First, let's make clear here that the base learners most often don't know about the loss function: they most often do not try to minimize it. The loss function is from the boosting part, the base learners are agnostic to it.
The only way they can be exposed to the loss function is through the surrogate targets we train them on. The problem with Bernoulli I will expose below is stereotypical, but under any non-Gaussian log likelihood you'll get a divergence.
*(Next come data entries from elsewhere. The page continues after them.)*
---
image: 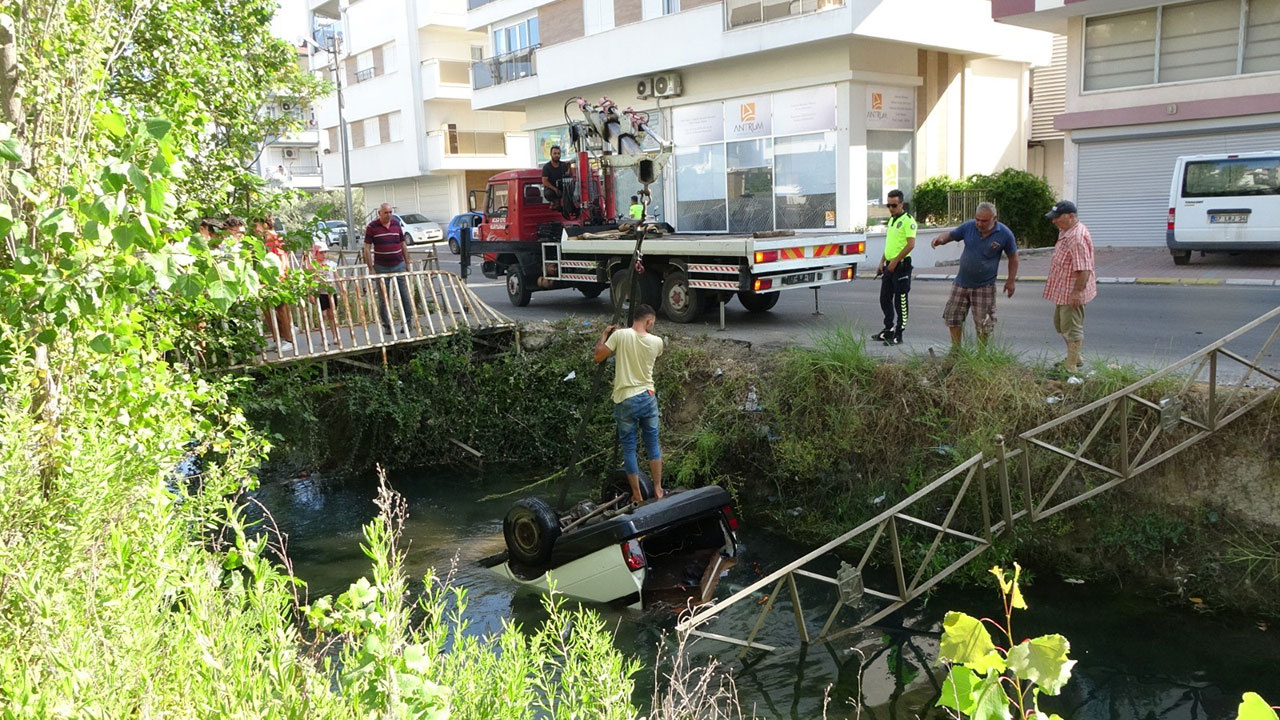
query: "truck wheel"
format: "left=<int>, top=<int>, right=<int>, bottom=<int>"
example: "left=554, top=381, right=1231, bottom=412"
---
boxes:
left=609, top=269, right=662, bottom=315
left=502, top=497, right=559, bottom=568
left=737, top=292, right=781, bottom=313
left=662, top=269, right=703, bottom=323
left=507, top=264, right=534, bottom=307
left=577, top=283, right=609, bottom=300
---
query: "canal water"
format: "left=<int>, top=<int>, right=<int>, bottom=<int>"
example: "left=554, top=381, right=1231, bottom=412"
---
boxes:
left=257, top=470, right=1280, bottom=720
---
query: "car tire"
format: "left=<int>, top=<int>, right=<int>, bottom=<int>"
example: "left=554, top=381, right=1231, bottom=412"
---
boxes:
left=600, top=468, right=654, bottom=503
left=609, top=268, right=662, bottom=316
left=662, top=268, right=703, bottom=323
left=577, top=283, right=609, bottom=300
left=502, top=497, right=561, bottom=568
left=737, top=292, right=782, bottom=313
left=507, top=264, right=534, bottom=307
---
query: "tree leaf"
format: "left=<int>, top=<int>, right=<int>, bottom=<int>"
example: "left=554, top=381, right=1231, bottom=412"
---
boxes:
left=938, top=611, right=1005, bottom=673
left=1009, top=634, right=1075, bottom=694
left=1235, top=693, right=1277, bottom=720
left=936, top=665, right=982, bottom=715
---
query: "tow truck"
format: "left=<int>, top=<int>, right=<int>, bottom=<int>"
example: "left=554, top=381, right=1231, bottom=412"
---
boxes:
left=463, top=97, right=867, bottom=323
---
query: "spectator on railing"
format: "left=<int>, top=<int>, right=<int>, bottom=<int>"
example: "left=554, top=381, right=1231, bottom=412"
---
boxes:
left=365, top=202, right=413, bottom=334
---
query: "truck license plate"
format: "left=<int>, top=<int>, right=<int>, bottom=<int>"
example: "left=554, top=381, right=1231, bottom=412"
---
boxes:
left=1208, top=213, right=1249, bottom=224
left=782, top=273, right=818, bottom=284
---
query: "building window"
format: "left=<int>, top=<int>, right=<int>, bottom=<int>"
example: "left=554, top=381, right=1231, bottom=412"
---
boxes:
left=773, top=132, right=836, bottom=229
left=867, top=129, right=915, bottom=225
left=676, top=142, right=726, bottom=232
left=1083, top=0, right=1280, bottom=91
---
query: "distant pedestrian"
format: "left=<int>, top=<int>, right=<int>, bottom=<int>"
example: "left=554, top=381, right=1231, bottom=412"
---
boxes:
left=872, top=190, right=915, bottom=345
left=365, top=202, right=413, bottom=334
left=595, top=305, right=664, bottom=502
left=933, top=202, right=1018, bottom=350
left=1044, top=200, right=1098, bottom=373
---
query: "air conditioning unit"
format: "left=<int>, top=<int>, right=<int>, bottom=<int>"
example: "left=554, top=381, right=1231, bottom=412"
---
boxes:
left=653, top=73, right=685, bottom=97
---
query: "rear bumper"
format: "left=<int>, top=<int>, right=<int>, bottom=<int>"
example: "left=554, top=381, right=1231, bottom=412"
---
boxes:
left=1165, top=231, right=1280, bottom=252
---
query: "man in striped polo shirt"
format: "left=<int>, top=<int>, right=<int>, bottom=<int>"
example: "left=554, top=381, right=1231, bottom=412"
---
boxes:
left=365, top=202, right=413, bottom=333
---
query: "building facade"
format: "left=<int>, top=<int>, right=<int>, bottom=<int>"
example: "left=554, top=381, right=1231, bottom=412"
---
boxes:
left=466, top=0, right=1052, bottom=232
left=991, top=0, right=1280, bottom=246
left=308, top=0, right=531, bottom=222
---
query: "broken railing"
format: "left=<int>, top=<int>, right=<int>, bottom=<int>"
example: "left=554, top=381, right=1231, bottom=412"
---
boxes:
left=677, top=307, right=1280, bottom=653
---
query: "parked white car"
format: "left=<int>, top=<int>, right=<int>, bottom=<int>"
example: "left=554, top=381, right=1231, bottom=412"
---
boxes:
left=480, top=486, right=737, bottom=609
left=399, top=213, right=444, bottom=245
left=1166, top=151, right=1280, bottom=265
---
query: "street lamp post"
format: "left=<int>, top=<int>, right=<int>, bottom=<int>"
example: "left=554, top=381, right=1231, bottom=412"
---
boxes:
left=303, top=33, right=356, bottom=250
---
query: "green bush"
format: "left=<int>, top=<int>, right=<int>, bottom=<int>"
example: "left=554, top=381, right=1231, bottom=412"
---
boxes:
left=913, top=168, right=1057, bottom=247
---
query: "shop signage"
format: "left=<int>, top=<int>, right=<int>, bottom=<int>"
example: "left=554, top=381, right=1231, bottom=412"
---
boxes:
left=724, top=95, right=773, bottom=140
left=671, top=102, right=724, bottom=147
left=773, top=85, right=836, bottom=135
left=867, top=85, right=915, bottom=129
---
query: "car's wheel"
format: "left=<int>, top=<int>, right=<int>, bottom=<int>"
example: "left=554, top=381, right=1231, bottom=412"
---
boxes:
left=662, top=269, right=703, bottom=323
left=502, top=497, right=561, bottom=568
left=507, top=265, right=534, bottom=307
left=600, top=468, right=654, bottom=503
left=609, top=268, right=662, bottom=316
left=737, top=292, right=781, bottom=313
left=577, top=283, right=609, bottom=299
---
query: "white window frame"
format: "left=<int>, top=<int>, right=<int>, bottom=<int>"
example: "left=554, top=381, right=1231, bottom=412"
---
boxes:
left=1079, top=0, right=1280, bottom=96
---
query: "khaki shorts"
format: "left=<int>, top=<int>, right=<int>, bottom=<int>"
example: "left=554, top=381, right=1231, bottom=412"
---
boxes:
left=1053, top=305, right=1084, bottom=341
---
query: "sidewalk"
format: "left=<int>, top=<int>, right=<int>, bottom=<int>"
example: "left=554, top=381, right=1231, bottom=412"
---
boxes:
left=915, top=247, right=1280, bottom=287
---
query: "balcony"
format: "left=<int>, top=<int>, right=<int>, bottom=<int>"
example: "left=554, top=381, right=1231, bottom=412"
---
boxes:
left=471, top=45, right=538, bottom=90
left=422, top=58, right=471, bottom=100
left=724, top=0, right=845, bottom=29
left=426, top=128, right=531, bottom=170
If you simply use the residuals, you are not actually using the loss function, unless it was actually Gaussian.
Consider the Bernoulli loss function:
$$\mathcal L(\hat y_1,y) = -\log(\hat y_1)y-\log(1-\hat y_1)(1-y)$$
Having obtained $\hat y_1$, the residuals are $\epsilon_1=y-\hat y_1$.
The residuals simply cannot be Bernoulli distributed, primarily because they are continuous, as $\hat y_1$ is often a proportion (assuming a decision tree base learner), but also that the sum $\hat y_1+\hat y_2$ can exceed $0$ or $1$, since residuals can be negative.
As weak learners display a lot of bias, they could predict first small $\hat y_1$, but then negative $\hat y_2$, making $\hat y_1+\hat y_2<0$.
The converse is also true, where they could make $\hat y_1 \approx 1$, but then $\hat y_2>0$ and you may reach a point where $\hat y_1+\hat y_2>1$.
If the loss function was Normal, then we could keep on fitting to residuals, because they likely would continue to follow a Normal distribution.
The motivation to use the pseudo-residuals based on the gradient is that, for the Normal negative loglikelihood case (which is simply the mean squared error), the simple residuals are precisely the negative gradient of the loss function.
It can be shown that, when you predict the pseudo-residuals, you "travel" in the direction that minimizes the loss function.
If you use direct residuals, however, since they are the negative gradient of the Gaussian loglikelihood, you will optimize the Gaussian likelihood, not your loss function.